Mentre cercava tra gli orari dei voli vide una notifica da Lou Teasdale. La sbloccó per educazione. Non aveva voglia di parlare con nessuno minimo per una settimana, ma non l’aveva neppure salutata correndo via, e lei aveva fatto tanto per accontentarlo, senza battere ciglio. Se non fosse stato sdraiato, vedendo il contenuto del messaggio, probabilmente si sarebbe accasciato senza forze sul pavimento:

“Ei L., volevo sapere come stai… ok, probabilmente non hai voglia di parlarne ora, ma sei scappato prima della fine e credo proprio tu debba vedere questo. Anche se già lo saprai, DEVI vedere proprio questa esibizione. Non ho detto nulla ad H. Sta tranquillo. Ti voglio bene, sempre.”

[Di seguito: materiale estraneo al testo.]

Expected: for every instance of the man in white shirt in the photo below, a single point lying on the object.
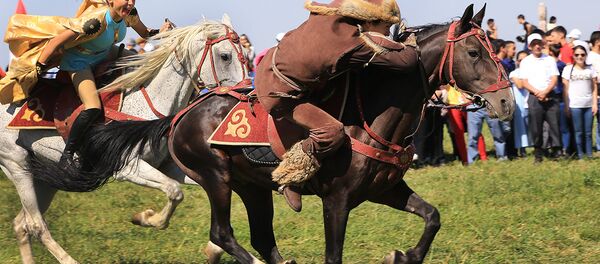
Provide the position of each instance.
(539, 75)
(594, 60)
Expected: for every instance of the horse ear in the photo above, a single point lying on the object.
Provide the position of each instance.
(478, 18)
(465, 20)
(226, 20)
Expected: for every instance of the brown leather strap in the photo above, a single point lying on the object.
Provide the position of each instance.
(401, 159)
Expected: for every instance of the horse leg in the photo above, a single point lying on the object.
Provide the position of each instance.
(148, 176)
(221, 232)
(335, 217)
(403, 198)
(30, 221)
(259, 206)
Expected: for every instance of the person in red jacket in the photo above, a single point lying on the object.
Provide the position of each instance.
(336, 38)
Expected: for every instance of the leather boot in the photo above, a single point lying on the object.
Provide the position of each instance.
(293, 197)
(78, 130)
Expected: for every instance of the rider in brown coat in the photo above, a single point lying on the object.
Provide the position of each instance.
(337, 37)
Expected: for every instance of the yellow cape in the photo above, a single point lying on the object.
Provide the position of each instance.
(27, 36)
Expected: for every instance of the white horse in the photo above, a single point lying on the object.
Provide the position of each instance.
(170, 75)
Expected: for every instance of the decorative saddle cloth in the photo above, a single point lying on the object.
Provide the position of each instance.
(54, 104)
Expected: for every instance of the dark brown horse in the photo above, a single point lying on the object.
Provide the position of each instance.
(348, 179)
(457, 52)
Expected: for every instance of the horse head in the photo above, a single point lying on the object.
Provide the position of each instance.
(220, 57)
(471, 63)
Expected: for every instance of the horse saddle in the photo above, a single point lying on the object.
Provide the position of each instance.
(54, 104)
(262, 138)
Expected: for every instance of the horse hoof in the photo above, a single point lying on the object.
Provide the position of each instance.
(141, 219)
(398, 257)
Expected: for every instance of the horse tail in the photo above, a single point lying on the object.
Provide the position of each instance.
(106, 150)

Sotto al messaggio, l’anteprima di un video frontale, in HD, con Harry che cantava. La tentazione era quella di cancellare il messaggio senza vedere il video. Non avrebbe cambiato nulla, non poteva, sentire le parole di Harry era la sua droga da 8 anni e in questo momento un’altra dose poteva solo rubargli quel briciolo di dignità che era riuscito a farlo smettere di piangere mentre riponeva nel bagaglio la sua speranza di nuovo a brandelli.

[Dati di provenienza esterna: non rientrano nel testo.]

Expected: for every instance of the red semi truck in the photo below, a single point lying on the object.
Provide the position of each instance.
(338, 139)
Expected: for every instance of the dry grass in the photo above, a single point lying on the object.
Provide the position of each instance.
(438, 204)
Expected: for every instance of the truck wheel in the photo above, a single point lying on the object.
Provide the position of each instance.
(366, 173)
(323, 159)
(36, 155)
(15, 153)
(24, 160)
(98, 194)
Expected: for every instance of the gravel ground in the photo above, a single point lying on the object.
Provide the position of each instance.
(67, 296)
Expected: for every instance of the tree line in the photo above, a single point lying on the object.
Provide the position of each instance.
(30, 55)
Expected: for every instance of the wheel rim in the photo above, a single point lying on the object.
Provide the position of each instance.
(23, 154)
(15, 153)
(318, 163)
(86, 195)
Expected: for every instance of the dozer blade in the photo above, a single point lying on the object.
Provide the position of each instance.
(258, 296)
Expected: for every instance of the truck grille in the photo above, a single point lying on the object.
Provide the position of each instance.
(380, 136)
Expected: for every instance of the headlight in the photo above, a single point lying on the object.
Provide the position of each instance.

Fu un gesto automatico. Lo fece partire. Non seppe mai il perché, chiunque avrebbe risposto a Lou:
“ Scusami, ma di lui non me ne frega più un cazzo.” Louis Tomlinson no. Quelle parole voleva pensarle con tutte le sue forze, ma non riusciva a crederci neppure per un istante.

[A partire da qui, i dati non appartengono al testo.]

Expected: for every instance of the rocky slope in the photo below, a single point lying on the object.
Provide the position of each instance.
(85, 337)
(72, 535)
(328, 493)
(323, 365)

Nel cellulare, Harry mosse lentamente le mani sulla chitarra, abbassó lo sguardo verso il microfono fino a chiudere gli occhi, e iniziò a cantare con voce roca e lenta:

Sweet creature
Had another talk about where it's going wrong
But we're still young
We don't know where we're going
But we know where we belong
And oh we started
Two hearts in one home
It's hard when we argue
We're both stubborn
I know, but oh
Sweet creature, sweet creature
Wherever I go, you bring me home
Sweet creature, sweet creature
When I run out of road, you bring me home
Sweet creature
We're running through the garden
Oh, where nothing bothered us
But we're still young
I always think about you and how we don't speak enough

Finita la strofa, Harry aprì finalmente gli occhi su una folla che cantava all’unisono con lui e che lui sembrava non sentire e tutto lo spazio attorno a Louis si inondó di verde, ma non col solito sguardo. Lo sguardo di Harry era dominio, su tutto ciò che guardava, era l’imposizione di esserci e di star facendo fottutamente bene qualsiasi cosa si dovesse fare in quel momento. Lì lo sguardo che colpì Louis era uno specchio. Era il suo dolore, chiuso in una camera d’albergo, negli occhi di chi amava, che stava su un palco ben un’ora prima. La sofferenza tradita di un animale ferito che al colpo risponde ringhiando prima di piangere. Due occhi che urlavano che faceva tutto troppo male, ma che, cantando quel dolore, non sarebbe finito a terra sconfitto. Perché a lottare con lui in una guerra che era letale, perché giocata su due sentimenti reciproci e fortissimi, non c’era una persona qualunque. Era la sua dolce creatura quella che lui aveva ferito e allontanato, e per la quale ora soffriva così tanto da corrodere dentro se stesso. Era quello il verde di quegli occhi, la ruggine di anni che aveva rivestito il cuore di Harry, per il quale lui cantava. Lo urlava sempre, ma non riusciva a farlo diventare realtà: We're just two ghosts standing in the place of you and me
Trying to remember how it feels to have a heartbeat.